Home » Dodd introduces Volunteer Responder Incentive Protection Reauthorization Act of 2010

Dodd introduces Volunteer Responder Incentive Protection Reauthorization Act of 2010

Northwest Corner residents benefit from emergency services provided by dedicated and highly trained volunteers. Having all-volunteer fire and ambulance squads saves towns enormous amounts of money — and provides an added benefit: Area residents say it’s comforting in an emergency to see a familiar face.

But ever-increasing demands on the time of the volunteers and increasingly extensive certification requirements are making it difficult for many volunteers to make the commitment.
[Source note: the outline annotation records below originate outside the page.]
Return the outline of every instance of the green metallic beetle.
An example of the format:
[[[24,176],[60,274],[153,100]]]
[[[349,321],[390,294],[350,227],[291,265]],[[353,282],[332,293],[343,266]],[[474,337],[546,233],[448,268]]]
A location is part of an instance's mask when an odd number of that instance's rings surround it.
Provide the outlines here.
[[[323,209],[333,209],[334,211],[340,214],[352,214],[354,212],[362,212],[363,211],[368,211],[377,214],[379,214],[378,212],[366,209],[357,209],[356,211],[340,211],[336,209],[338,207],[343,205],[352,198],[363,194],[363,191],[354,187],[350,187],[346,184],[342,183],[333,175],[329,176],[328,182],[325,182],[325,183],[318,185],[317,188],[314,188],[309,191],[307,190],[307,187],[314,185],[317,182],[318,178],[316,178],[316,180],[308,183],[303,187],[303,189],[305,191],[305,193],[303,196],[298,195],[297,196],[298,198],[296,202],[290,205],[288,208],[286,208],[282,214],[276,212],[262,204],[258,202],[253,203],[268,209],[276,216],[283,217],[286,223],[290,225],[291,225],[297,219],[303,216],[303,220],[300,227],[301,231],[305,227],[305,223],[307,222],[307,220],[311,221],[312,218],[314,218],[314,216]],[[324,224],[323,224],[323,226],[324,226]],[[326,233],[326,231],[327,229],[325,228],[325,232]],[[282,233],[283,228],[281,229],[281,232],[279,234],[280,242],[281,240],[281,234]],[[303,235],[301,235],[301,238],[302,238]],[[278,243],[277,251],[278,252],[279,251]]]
The situation reached a critical stage here around the mid-1990s. Towns began looking at the cost of paid emergency services, and quickly decided to instead offer tax breaks, pension plans and other means of recruiting, retaining and rewarding  volunteers.

However, in 2002, the Internal Revenue Service threw a spanner in the works by taxing all volunteer incentive benefits as earnings.

In 2007, U.S. Sen. Chris Dodd (D-Conn.) and Sen. Susan Collins (R-Maine) introduced the Volunteer Responder Incentive Protection Act (SS1466). It included the Mortgage Forgiveness Debt Relief Act of 2007 and excluded from taxation property tax abatements and up to $360 per year in other compensation.

Both bills expire at the end of this year.

Under new legislation introduced late last week by Dodd and Collins (called the Volunteer Responder Incentive Protection Reauthorization Act of 2010), property tax abatements and up to $600 per year in volunteer personnel compensation would be exempt from federal taxation for an additional three years.

“Volunteer firefighters and first responders often balance full-time careers and family obligations with service to their communities,” Dodd said in a news release. “Requiring these brave and selfless volunteers to pay taxes on the benefits they receive creates a disincentive for them to serve. This legislation will help maintain strong and well-staffed first responder departments in the face of local and state budget cuts that have forced many to reduce their numbers.”